Euroleague Maccabi EA7 sfida di prestigio ma senza significato

Ormai eliminata dai playoff di Euroleague dopo il ko di Vitoria, Milano è volata a Tel Aviv per una partita comunque storica. Domani sera in diretta (ore 20.05) su Fox Sports alla Menora Mitavchin Arena l’EA7 sfida il Maccabi, simbolo dello sport israeliano che qui vinse l’EuroLeague nel 2004 contro la Fortitudo allenata proprio da Jasmin Repesa.

Il club giallo ha vinto sei volte il titolo europeo e giocato due finali contro l’Olimpia nel 1987 e 1988. In entrambe le occasioni vinse l’Olimpia.

Le squadre si sono incrociate tante volte in passato anche se questa stagione europea è stata insoddisfacente per entrambe, tagliate fuori dalla corsa ai playoffs. Per cui questa gara conta solo per il prestigio e si annuncia equilibrata.

Tanti gli assenti: tre per l’Olimpia (Kruno Simon, Mantas Kalnietis e Zoran Dragic) mentre il Maccabi sarà senza Andrew Goudelock e Quincy Miller ma dovrebbe recuperare Devin Smith e Joe Alexander.

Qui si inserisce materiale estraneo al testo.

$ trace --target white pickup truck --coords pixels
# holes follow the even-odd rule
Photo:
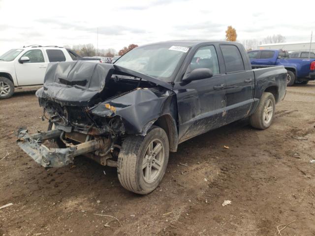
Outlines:
[[[49,62],[83,60],[75,52],[58,46],[31,45],[11,49],[0,56],[0,99],[8,98],[16,88],[43,85]]]

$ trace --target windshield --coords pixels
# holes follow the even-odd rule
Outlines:
[[[22,51],[23,51],[23,49],[11,49],[0,56],[0,60],[5,61],[13,60]]]
[[[167,82],[174,80],[177,69],[188,52],[187,47],[148,45],[132,49],[115,62],[130,70]]]

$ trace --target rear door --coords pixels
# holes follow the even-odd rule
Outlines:
[[[254,76],[246,55],[242,56],[237,46],[221,44],[220,48],[226,73],[225,121],[230,123],[249,114],[253,102]]]
[[[42,85],[48,62],[45,61],[42,49],[28,51],[20,57],[28,57],[30,61],[21,63],[15,62],[15,73],[19,86]]]
[[[220,127],[224,122],[225,75],[220,72],[214,45],[199,48],[187,71],[199,68],[210,69],[213,76],[188,83],[176,83],[174,87],[177,98],[180,143]]]

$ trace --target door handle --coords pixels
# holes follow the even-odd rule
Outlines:
[[[221,84],[220,85],[215,85],[213,87],[213,88],[214,89],[220,89],[220,88],[224,88],[224,84]]]

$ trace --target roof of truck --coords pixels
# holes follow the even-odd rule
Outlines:
[[[202,44],[205,43],[224,43],[228,44],[239,44],[236,42],[230,42],[223,40],[172,40],[158,42],[157,43],[150,43],[143,46],[160,45],[176,45],[176,46],[186,46],[187,47],[192,47]]]

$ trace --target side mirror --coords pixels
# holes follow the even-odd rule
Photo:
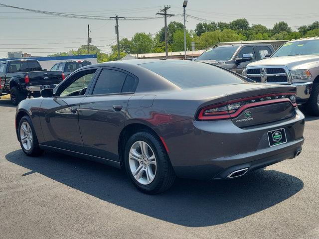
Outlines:
[[[53,89],[52,88],[43,89],[40,92],[41,97],[44,98],[48,98],[53,96]]]
[[[244,54],[241,58],[237,58],[236,59],[236,63],[241,63],[246,61],[251,61],[254,59],[254,56],[252,53]]]

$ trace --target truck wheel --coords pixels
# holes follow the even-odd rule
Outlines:
[[[14,86],[10,89],[10,98],[12,103],[15,106],[17,106],[20,101],[26,98],[26,95],[19,91],[18,88]]]
[[[319,116],[319,83],[314,84],[310,97],[306,106],[310,115]]]

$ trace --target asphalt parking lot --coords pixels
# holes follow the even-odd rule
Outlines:
[[[15,112],[0,100],[0,238],[319,238],[319,118],[306,116],[297,158],[236,180],[179,179],[150,196],[116,168],[26,156]]]

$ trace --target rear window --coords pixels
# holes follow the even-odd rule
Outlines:
[[[162,76],[182,89],[245,82],[225,70],[202,62],[163,60],[139,66]]]
[[[73,72],[75,70],[80,68],[82,66],[88,66],[91,64],[91,63],[89,61],[83,61],[82,62],[67,62],[65,63],[64,71]]]
[[[36,61],[13,61],[9,65],[9,73],[24,72],[26,71],[40,71],[42,68]]]

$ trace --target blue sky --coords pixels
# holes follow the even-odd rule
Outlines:
[[[169,13],[177,15],[169,18],[168,22],[182,22],[180,14],[182,12],[182,0],[0,0],[0,3],[24,8],[107,16],[115,14],[126,17],[154,16],[164,5],[170,5]],[[261,23],[269,27],[276,22],[285,20],[296,28],[319,20],[319,9],[318,0],[189,0],[186,11],[196,17],[217,22],[228,22],[245,17],[251,24]],[[2,33],[0,36],[1,57],[6,57],[8,51],[22,51],[31,53],[32,56],[46,56],[76,49],[86,43],[88,24],[91,29],[92,44],[103,46],[99,48],[104,52],[110,51],[108,45],[116,39],[114,21],[58,18],[8,7],[0,7],[0,18]],[[187,21],[187,29],[194,29],[199,22],[189,18]],[[161,18],[120,21],[120,36],[130,39],[137,32],[155,33],[163,24]],[[39,49],[27,49],[30,48]]]

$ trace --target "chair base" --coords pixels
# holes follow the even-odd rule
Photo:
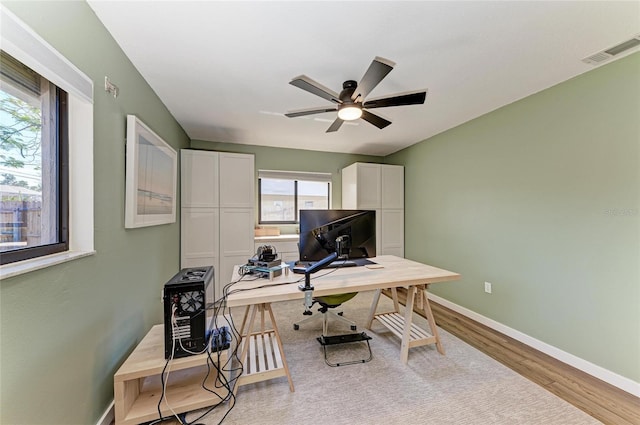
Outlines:
[[[367,335],[365,332],[360,332],[359,334],[347,334],[347,335],[335,335],[335,336],[319,336],[316,338],[322,348],[324,350],[324,362],[332,367],[338,366],[346,366],[350,364],[357,363],[366,363],[373,358],[373,353],[371,352],[371,345],[369,345],[369,340],[371,337]],[[369,357],[358,360],[350,360],[348,362],[340,362],[340,363],[331,363],[327,358],[327,345],[338,345],[338,344],[349,344],[352,342],[366,342],[367,349],[369,350]]]

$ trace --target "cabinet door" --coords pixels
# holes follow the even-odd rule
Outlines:
[[[207,288],[207,300],[214,299],[214,286],[219,281],[218,208],[182,208],[180,228],[180,268],[213,266],[214,285]],[[215,296],[221,292],[215,288]]]
[[[381,166],[382,208],[404,208],[404,167],[400,165]]]
[[[378,255],[404,257],[404,210],[382,210],[379,213],[381,252]]]
[[[253,155],[220,152],[220,208],[254,208],[255,180]]]
[[[380,208],[380,164],[358,163],[357,209]]]
[[[211,266],[218,259],[218,208],[182,208],[181,267]]]
[[[218,207],[218,153],[182,149],[180,165],[182,206]]]
[[[253,209],[220,209],[220,279],[229,283],[233,266],[246,264],[254,254]],[[217,289],[217,288],[216,288]]]

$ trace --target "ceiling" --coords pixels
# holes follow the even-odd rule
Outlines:
[[[88,3],[191,139],[376,156],[590,71],[583,58],[640,32],[638,1]],[[283,115],[332,105],[293,77],[340,92],[376,56],[396,66],[368,98],[426,88],[424,105],[376,109],[382,130]]]

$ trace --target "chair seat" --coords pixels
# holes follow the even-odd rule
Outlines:
[[[313,300],[320,303],[320,305],[327,307],[337,307],[340,304],[349,301],[351,298],[358,295],[357,292],[349,292],[346,294],[326,295],[324,297],[314,297]]]

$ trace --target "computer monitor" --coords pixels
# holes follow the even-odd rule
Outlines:
[[[376,212],[370,210],[300,210],[300,261],[320,261],[336,252],[336,239],[348,237],[341,258],[376,256]]]

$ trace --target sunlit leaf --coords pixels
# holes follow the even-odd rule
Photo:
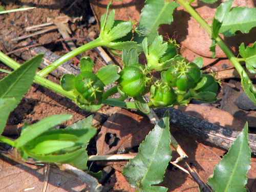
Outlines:
[[[131,49],[127,52],[124,49],[122,51],[122,62],[124,67],[139,63],[139,57],[135,48]]]
[[[246,192],[250,156],[246,123],[228,153],[215,166],[214,176],[209,179],[208,184],[215,192]]]
[[[4,129],[10,113],[15,109],[16,100],[14,98],[0,99],[0,135],[4,132]]]
[[[15,98],[18,104],[30,88],[44,54],[26,61],[19,68],[0,81],[0,98]]]
[[[138,30],[140,35],[135,34],[133,40],[141,43],[147,37],[151,44],[158,35],[157,30],[161,24],[170,24],[173,22],[173,12],[179,7],[178,4],[170,1],[147,0],[141,10]]]
[[[256,9],[236,7],[230,10],[232,2],[232,0],[224,2],[224,6],[216,10],[216,18],[222,22],[220,33],[225,36],[234,35],[237,31],[248,33],[252,28],[256,26]]]
[[[80,69],[81,72],[88,71],[92,72],[94,63],[91,57],[88,56],[83,57],[80,60]]]
[[[169,113],[166,111],[159,123],[140,145],[138,155],[123,167],[123,175],[133,187],[141,191],[166,191],[155,186],[162,182],[165,169],[172,158]]]
[[[239,47],[239,53],[245,60],[245,66],[247,70],[252,73],[256,73],[256,42],[252,46],[245,48],[243,42]]]
[[[52,115],[27,126],[22,131],[20,137],[15,141],[15,146],[17,148],[21,147],[52,127],[72,117],[72,115],[70,114]]]

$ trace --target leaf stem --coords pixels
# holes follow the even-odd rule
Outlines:
[[[121,108],[133,109],[139,110],[136,104],[133,102],[125,102],[119,100],[118,99],[114,98],[109,98],[102,102],[103,104],[108,104],[111,106],[119,106]]]
[[[207,24],[206,22],[198,14],[198,13],[194,9],[194,8],[189,4],[189,2],[186,2],[183,0],[177,0],[184,8],[195,18],[198,23],[204,29],[205,31],[209,35],[211,35],[211,28]],[[220,36],[217,36],[215,40],[220,48],[224,52],[227,57],[230,60],[240,76],[244,77],[248,81],[249,84],[252,84],[251,81],[248,76],[245,70],[239,63],[238,58],[234,56],[229,49],[226,46],[222,39]]]
[[[20,67],[20,64],[12,59],[11,58],[1,51],[0,60],[14,70],[16,70],[19,67]],[[71,100],[73,100],[74,101],[75,100],[75,97],[73,95],[72,92],[66,91],[63,90],[60,85],[51,81],[50,80],[47,79],[45,78],[36,75],[34,79],[34,82],[48,89],[53,90],[58,93],[59,93]]]
[[[41,77],[44,77],[49,73],[51,73],[57,67],[62,64],[64,62],[67,61],[75,56],[89,49],[103,46],[104,46],[103,41],[102,41],[100,37],[98,37],[96,39],[79,47],[79,48],[62,56],[50,65],[44,68],[39,72],[37,72],[37,75]]]

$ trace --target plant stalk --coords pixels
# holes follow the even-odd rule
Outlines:
[[[194,9],[194,8],[189,5],[189,2],[186,2],[183,0],[177,0],[184,8],[190,14],[190,15],[195,18],[198,23],[204,28],[209,35],[211,35],[211,28],[207,24],[206,22],[198,14],[198,13]],[[240,76],[244,77],[247,80],[249,81],[248,83],[251,83],[251,81],[248,76],[246,71],[243,68],[242,66],[239,63],[237,57],[232,53],[229,49],[226,46],[222,39],[220,36],[218,36],[215,39],[217,44],[220,46],[220,48],[224,52],[227,57],[232,62],[236,69],[238,71]]]
[[[57,67],[60,66],[64,62],[67,61],[75,56],[89,49],[95,48],[97,47],[103,46],[103,45],[104,43],[101,38],[100,37],[98,37],[92,41],[90,41],[81,47],[79,47],[79,48],[62,56],[52,64],[44,68],[39,72],[37,72],[37,75],[41,77],[44,77],[51,73]]]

Euroleague Maccabi EA7 sfida di prestigio ma senza significato

Ci sono due ex Maccabi nell’Olimpia. Ricky Hickman ha giocato due anni nel Maccabi vincendo l’EuroLeague nel 2014 proprio a Milano. Sempre a Milano fu decisivo nella vittoria di gara1 dei playoff quando il Maccabi elimino l’Olimpia 3-1 ribaltando il fattore campo. L’altro ex è Milan Macvan che con il Maccabi ha giocato la finale di EuroLeague nel 2008. Devin Smith del Maccabi ha giocato per Repesa a Treviso.

Tra gli ex storici merita la prima citazione Ken Barlow che nel 1987 vinse la EuroLeague con Milano battendo il Maccabi in finale e poi la giocò nuovamente un anno dopo con la maglia gialla del Maccabi, perdendola. Poi Keith Langford, Richard Hendrix, MarQuez Haynes.

Euroleague Maccabi EA7 sfida di prestigio ma senza significato

Il Maccabi è sempre stato il simbolo dello sport israeliano, con i suoi 51 titoli nazionali in 62 stagioni. Il club è sempre stato una potenza, mixando i migliori giocatori israeliani con americani di alto livello.

Nel 2004 e nel 2005 il Maccabi fu in grado di vincere due titoli europei consecutivi. Nella sua storia, ne ha vinti sei partecipando a 15 finali e vincendo anche 44 coppe nazionali e la Lega Adriatica del 2012.

Il Maccabi è stato anche la prima squadra a battere una formazione NBA, nel 1978 a Tel Aviv contro i Washington Bullets. E poi è stata la prima a battere una squadra NBA sul suo campo, nel 2005 a Toronto.

Tra i grandi campioni della sua storia Miky Berkovitz e Doron Jamchy, il playmaker Motti Aroesti, gli americani Tal Brody, Aulcie Perry, Anthony Parker, Derrick Skarp, Sarunas Jasikevicius, il compianto centro Nate Huffman, Nikola Vujicic che ora è team manager e allenatori storici come Zvi Sherf, Pini Gershon e David Blatt.

Euroleague Maccabi EA7 sfida di prestigio ma senza significato

Quest’anno il Maccabi ha cambiato tre allenatori, attualmente è in carica il lettone Ainars Bagatskis che aveva cominciato la stagione come assistente di David Blatt al Darussafaka. La squadra ha cambiato tanto durante la stagione anche a causa degli infortuni.

Le ultime operazioni sono state il taglio di Sonny Weems, l’infortunio che ha chiuso la stagione di EuroLeague di Andrew Goudelock, il prestito di Maik Zirbes al Bayern Monaco, la firma dell’ala Diamon Simpson.